Superconductors are quantum materials that are perfect transmitters of electricity and electronic information. Although they form the technological basis of solid-state quantum computing, they are also its key limiting factor because conventional superconductors only work at temperatures near -270 °C. This has motivated a worldwide race to try to discover higher temperature superconductors. Materials containing CuO2 crystal layers (cuprates) are, at present, the best candidate for highest temperature superconductivity, operating at approximately -120 °C. But room temperature superconductivity in these compounds appears to be frustrated by the existence of a competing electronic phase, and focus has recently been on identifying and controlling that mysterious second phase.
Superconductivity occurs when electrons form pairs of opposite spin and opposite momentum, and these “Cooper pairs” condense into a homogeneous electronic fluid. However, theory also allows the possibility that these electron pairs crystallize into a “pair density wave” (PDW) state where the density of pairs modulates periodically in space. Intense theoretical interest has emerged in whether such a PDW is the competing phase in cuprates.

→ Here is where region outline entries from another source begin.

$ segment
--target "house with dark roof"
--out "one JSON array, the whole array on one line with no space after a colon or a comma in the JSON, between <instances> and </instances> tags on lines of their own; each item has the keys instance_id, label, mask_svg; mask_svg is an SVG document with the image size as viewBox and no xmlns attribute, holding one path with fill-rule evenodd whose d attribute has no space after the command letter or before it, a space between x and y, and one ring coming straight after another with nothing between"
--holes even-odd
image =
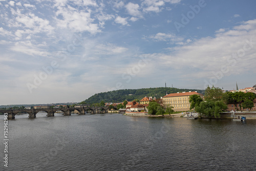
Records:
<instances>
[{"instance_id":1,"label":"house with dark roof","mask_svg":"<svg viewBox=\"0 0 256 171\"><path fill-rule=\"evenodd\" d=\"M173 110L175 111L189 111L189 97L194 94L200 96L203 99L204 95L197 92L189 91L167 94L163 97L164 108L171 106L174 107Z\"/></svg>"},{"instance_id":2,"label":"house with dark roof","mask_svg":"<svg viewBox=\"0 0 256 171\"><path fill-rule=\"evenodd\" d=\"M146 97L145 96L141 100L140 100L140 104L149 104L150 102L153 100L152 97Z\"/></svg>"}]
</instances>

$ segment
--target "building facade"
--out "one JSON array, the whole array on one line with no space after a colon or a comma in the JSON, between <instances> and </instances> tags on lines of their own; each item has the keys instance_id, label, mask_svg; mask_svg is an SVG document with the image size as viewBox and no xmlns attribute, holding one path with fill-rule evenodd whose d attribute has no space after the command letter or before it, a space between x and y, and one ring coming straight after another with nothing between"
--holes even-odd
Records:
<instances>
[{"instance_id":1,"label":"building facade","mask_svg":"<svg viewBox=\"0 0 256 171\"><path fill-rule=\"evenodd\" d=\"M197 92L188 92L169 94L163 97L163 104L164 108L168 106L174 107L175 111L187 111L190 109L189 97L197 95L203 99L204 95Z\"/></svg>"},{"instance_id":2,"label":"building facade","mask_svg":"<svg viewBox=\"0 0 256 171\"><path fill-rule=\"evenodd\" d=\"M141 100L140 100L140 104L150 104L150 102L152 101L152 97L145 97Z\"/></svg>"}]
</instances>

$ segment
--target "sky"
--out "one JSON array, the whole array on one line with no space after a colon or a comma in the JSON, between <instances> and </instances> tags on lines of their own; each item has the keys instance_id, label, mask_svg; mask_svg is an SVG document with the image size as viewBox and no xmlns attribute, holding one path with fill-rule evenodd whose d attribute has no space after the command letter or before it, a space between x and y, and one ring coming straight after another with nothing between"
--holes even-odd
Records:
<instances>
[{"instance_id":1,"label":"sky","mask_svg":"<svg viewBox=\"0 0 256 171\"><path fill-rule=\"evenodd\" d=\"M0 104L256 84L254 0L0 0Z\"/></svg>"}]
</instances>

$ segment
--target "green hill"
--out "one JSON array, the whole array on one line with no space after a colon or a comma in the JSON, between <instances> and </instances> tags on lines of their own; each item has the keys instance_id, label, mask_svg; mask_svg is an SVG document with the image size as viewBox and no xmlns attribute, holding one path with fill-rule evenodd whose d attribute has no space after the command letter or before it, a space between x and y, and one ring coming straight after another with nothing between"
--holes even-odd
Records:
<instances>
[{"instance_id":1,"label":"green hill","mask_svg":"<svg viewBox=\"0 0 256 171\"><path fill-rule=\"evenodd\" d=\"M199 93L204 94L204 90L196 89L179 89L174 88L157 88L140 89L125 89L112 91L108 92L95 94L81 103L93 104L100 103L101 101L105 102L121 102L124 100L131 101L135 99L141 100L145 96L156 97L159 98L166 94L176 93L182 92L197 91Z\"/></svg>"}]
</instances>

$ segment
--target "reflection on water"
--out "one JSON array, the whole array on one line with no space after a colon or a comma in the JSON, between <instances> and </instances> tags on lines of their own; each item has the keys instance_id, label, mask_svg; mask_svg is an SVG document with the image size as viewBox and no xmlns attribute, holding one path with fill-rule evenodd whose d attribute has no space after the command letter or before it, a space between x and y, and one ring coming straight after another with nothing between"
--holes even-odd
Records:
<instances>
[{"instance_id":1,"label":"reflection on water","mask_svg":"<svg viewBox=\"0 0 256 171\"><path fill-rule=\"evenodd\" d=\"M9 121L10 170L253 170L256 166L256 120L46 116L19 115Z\"/></svg>"}]
</instances>

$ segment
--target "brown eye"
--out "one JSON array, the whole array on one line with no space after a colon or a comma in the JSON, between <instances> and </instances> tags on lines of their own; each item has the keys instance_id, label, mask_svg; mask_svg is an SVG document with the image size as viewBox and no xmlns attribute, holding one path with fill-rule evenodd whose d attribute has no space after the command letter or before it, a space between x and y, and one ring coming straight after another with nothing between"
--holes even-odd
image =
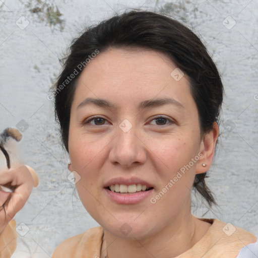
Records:
<instances>
[{"instance_id":1,"label":"brown eye","mask_svg":"<svg viewBox=\"0 0 258 258\"><path fill-rule=\"evenodd\" d=\"M152 121L154 120L155 120L156 125L165 125L169 123L169 122L173 122L170 119L163 116L155 117Z\"/></svg>"},{"instance_id":2,"label":"brown eye","mask_svg":"<svg viewBox=\"0 0 258 258\"><path fill-rule=\"evenodd\" d=\"M105 124L105 121L106 121L105 119L97 116L86 120L85 121L83 122L83 124L90 124L92 125L102 125Z\"/></svg>"}]
</instances>

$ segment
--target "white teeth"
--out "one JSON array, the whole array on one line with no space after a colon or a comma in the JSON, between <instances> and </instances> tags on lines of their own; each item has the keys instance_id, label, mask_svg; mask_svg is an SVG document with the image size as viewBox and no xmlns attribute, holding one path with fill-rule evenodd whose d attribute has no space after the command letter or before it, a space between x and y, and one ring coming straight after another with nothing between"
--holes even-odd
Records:
<instances>
[{"instance_id":1,"label":"white teeth","mask_svg":"<svg viewBox=\"0 0 258 258\"><path fill-rule=\"evenodd\" d=\"M120 189L120 186L117 183L116 183L115 185L115 189L114 189L114 191L116 191L116 192L118 192L119 191L119 189Z\"/></svg>"},{"instance_id":2,"label":"white teeth","mask_svg":"<svg viewBox=\"0 0 258 258\"><path fill-rule=\"evenodd\" d=\"M115 191L116 192L136 192L137 191L145 191L147 189L147 186L145 185L142 185L140 183L137 184L131 184L130 185L126 185L126 184L111 184L109 186L109 189L112 191Z\"/></svg>"},{"instance_id":3,"label":"white teeth","mask_svg":"<svg viewBox=\"0 0 258 258\"><path fill-rule=\"evenodd\" d=\"M125 184L120 185L120 192L126 192L128 191L128 186Z\"/></svg>"},{"instance_id":4,"label":"white teeth","mask_svg":"<svg viewBox=\"0 0 258 258\"><path fill-rule=\"evenodd\" d=\"M138 183L136 185L136 190L141 191L142 190L142 185L140 183Z\"/></svg>"},{"instance_id":5,"label":"white teeth","mask_svg":"<svg viewBox=\"0 0 258 258\"><path fill-rule=\"evenodd\" d=\"M121 187L121 186L120 186ZM136 192L136 184L132 184L132 185L128 185L127 186L128 192Z\"/></svg>"}]
</instances>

To search for evidence of such a PDW state, a team led by Prof. JC Seamus Davis (University of Oxford) and Prof. Andrew P. Mackenzie (Max Planck Institute CPfS, Dresden) with key collaborators Dr. Stephen D. Edkins and Dr. Mohammad Hamidian (Cornell University) and Dr. Kazuhiro Fujita (Brookhaven National Lab.), used high magnetic fields to suppress the homogeneous superconductivity in the cuprate superconductor Bi2Sr2Ca2CuO2. They then carried out atomic-scale visualization of the electronic structure of the new field-induced phase. Under these circumstances, modulations in the density of electronic states containing multiple signatures of a PDW state were discovered. The phenomena are in detailed agreement with theoretical predictions for a field-induced PDW state, implying that it is a pair density wave which competes with superconductivity in cuprates. This discovery makes it clear that in order to understand the mechanism behind the enigmatic high temperature superconductivity of the cuprates, this exotic PDW state needs to be taken into account, and therefore opens a new frontier in cuprate research.